Where a court decides to hold a hearing in camera, it shall indicate the specific circumstances in support of that decision in its ruling on this point. ...”

Article 443. A court decision

“1. When a court finds it proven that a criminal offence was committed by that person in a state of insanity or that after having committed a criminal offence the person became mentally ill, making it impossible to sentence him and execute the sentence, the court shall take a decision in accordance with Articles 21 and 81 of the Criminal Code of the Russian Federation reli e ving that person from criminal responsibility or from serving the sentence and authorising the application of compulsory measures of a medical nature to him ...”

42 . The relevant provisions of the Code of Administrative Offences of 2001 read as follows:

Article 19.3 Refusal to obey a lawful order of a police officer ...

“Failure to obey a lawful order or demand of a police officer ... in connection with the performance of the officer ’ s official duties relating to maintaining public order and security, or impeding the officer ’ s performance of his or her official duties, shall be punishable by a fine of between 500 roubles and 1,000 roubles or by administrative detention for up to fifteen days.”

43 . For a summary of the relevant domestic law provisions governing pre-trial detention and for the practice of the domestic courts in that matter, see the case of Zherebin v. Russia (no. 51445/09, §§ 16-25, 24 March 2016).

44 . The relevant parts of Recommendation Rec( 2004)10 of the Committee of Ministers to member States concerning the protection of the human rights and dignity of persons with mental disorders of 22 September 2004 read as follows:

Article 13 – Confidentiality and record-keeping

“1. All personal data relating to a person with mental disorder should be considered to be confidential. Such data may only be collected, processed and communicated according to the rules relating to professional confidentiality and personal data protection.

2. Clear and comprehensive medical and, where appropriate, administrative records should be maintained for all persons with mental disorder placed or treated for such a disorder. The conditions governing access to that information should be clearly specified by law.”

45 . Principle 7 of the Recommendation R (97)5 of the Committee of Ministers to member States on the protection of medical data permits communication of medical data if they are relevant and either ( i ) the person himself or herself, or his/her legal representative or an authority, person or body provided for by law has given consent, or (ii) the communication is permitted by law and constitutes a necessary measure in a democratic society for the prevention of a real danger or the suppression of a criminal offence or the protection of the rights and freedoms of others.

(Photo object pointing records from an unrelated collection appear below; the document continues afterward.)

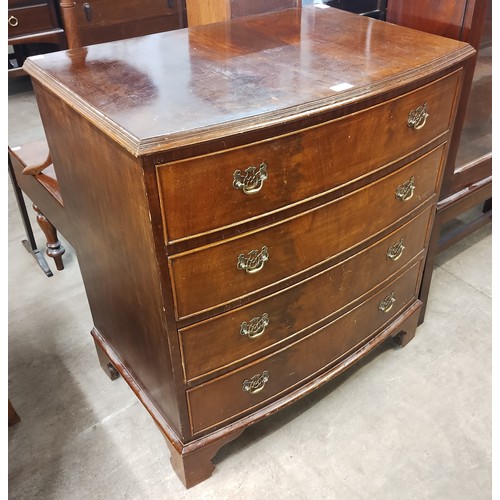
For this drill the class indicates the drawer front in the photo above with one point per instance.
(99, 12)
(229, 396)
(293, 168)
(237, 267)
(230, 337)
(26, 20)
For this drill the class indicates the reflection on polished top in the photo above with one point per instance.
(162, 90)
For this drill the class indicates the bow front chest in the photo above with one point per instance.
(250, 206)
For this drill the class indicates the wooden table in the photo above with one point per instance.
(250, 206)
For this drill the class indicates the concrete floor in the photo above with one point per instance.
(412, 423)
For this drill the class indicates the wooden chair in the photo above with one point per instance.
(213, 11)
(32, 172)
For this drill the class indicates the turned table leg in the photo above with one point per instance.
(194, 465)
(54, 247)
(106, 363)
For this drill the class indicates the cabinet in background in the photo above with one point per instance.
(467, 182)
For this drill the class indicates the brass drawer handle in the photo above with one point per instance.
(418, 117)
(255, 327)
(385, 305)
(395, 251)
(256, 383)
(405, 191)
(252, 180)
(254, 261)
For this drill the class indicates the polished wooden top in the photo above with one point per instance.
(178, 88)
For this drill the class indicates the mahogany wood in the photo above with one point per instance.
(298, 244)
(470, 158)
(13, 416)
(213, 344)
(107, 20)
(223, 89)
(201, 12)
(54, 247)
(290, 366)
(352, 150)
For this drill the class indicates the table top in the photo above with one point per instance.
(176, 88)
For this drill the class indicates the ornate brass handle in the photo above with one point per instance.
(385, 305)
(418, 117)
(405, 191)
(252, 180)
(255, 327)
(256, 383)
(253, 261)
(395, 251)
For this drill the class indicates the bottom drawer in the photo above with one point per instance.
(231, 395)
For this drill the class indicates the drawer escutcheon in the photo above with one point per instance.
(252, 180)
(255, 327)
(253, 261)
(395, 251)
(385, 305)
(405, 191)
(418, 117)
(256, 383)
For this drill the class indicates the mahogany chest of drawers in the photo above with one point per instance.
(251, 212)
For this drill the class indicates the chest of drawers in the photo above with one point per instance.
(250, 216)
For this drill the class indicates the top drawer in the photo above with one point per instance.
(202, 194)
(26, 20)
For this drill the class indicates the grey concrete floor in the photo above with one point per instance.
(412, 423)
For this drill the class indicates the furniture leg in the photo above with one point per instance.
(54, 246)
(195, 465)
(30, 243)
(488, 205)
(106, 363)
(429, 264)
(407, 330)
(13, 416)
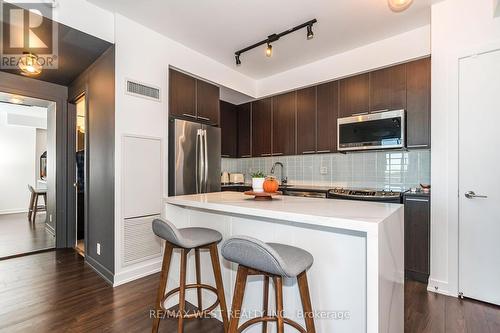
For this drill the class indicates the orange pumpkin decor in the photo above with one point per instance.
(271, 185)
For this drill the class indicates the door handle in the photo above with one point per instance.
(199, 162)
(472, 195)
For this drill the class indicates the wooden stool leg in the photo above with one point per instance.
(35, 208)
(278, 285)
(214, 256)
(266, 303)
(167, 256)
(306, 302)
(239, 292)
(198, 277)
(182, 291)
(30, 208)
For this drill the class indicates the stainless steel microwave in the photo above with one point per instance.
(381, 130)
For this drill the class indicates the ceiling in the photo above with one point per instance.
(76, 52)
(218, 28)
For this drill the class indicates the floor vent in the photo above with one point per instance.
(139, 241)
(142, 90)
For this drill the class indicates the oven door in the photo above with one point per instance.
(382, 130)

46 . Recommendation CM/ Rec( 2019)2 of the Committee of Ministers to member States on the protection of health-related data contains some principles on communication of such data in the appendix. In particular, Principle 9 provides rules of communication of health-related data for purposes other than providing and administering health care. Health-related data may be communicated to recipients who are authorised by law to have access to the data and who are subject to the rules of confidentiality incumbent upon a health-care professional, or to equivalent rules of confidentiality, unless other appropriate safeguards are provided for by law.

COMPLAINTS

The applicant complains about a violation of his right to freedom of peaceful assembly on account of prosecution for administrative and criminal offences following his participation in the demonstration at Bolotnaya Square in Moscow on 6 May 2012. He further alleges that his pre-trial detention was not based on a “reasonable suspicion” that he had committed a criminal offence contrary to Article 5 § 1 of the Convention. Moreover, his detention on remand was not justified by “relevant and sufficient reasons”, as required by Article 5 § 3 of the Convention. Furthermore, the proceedings in which the Moscow City Court examined his appeals against the decisions concerning his detention (38 days, 28 days, 22 days, 29 days, 44 days) were excessively long.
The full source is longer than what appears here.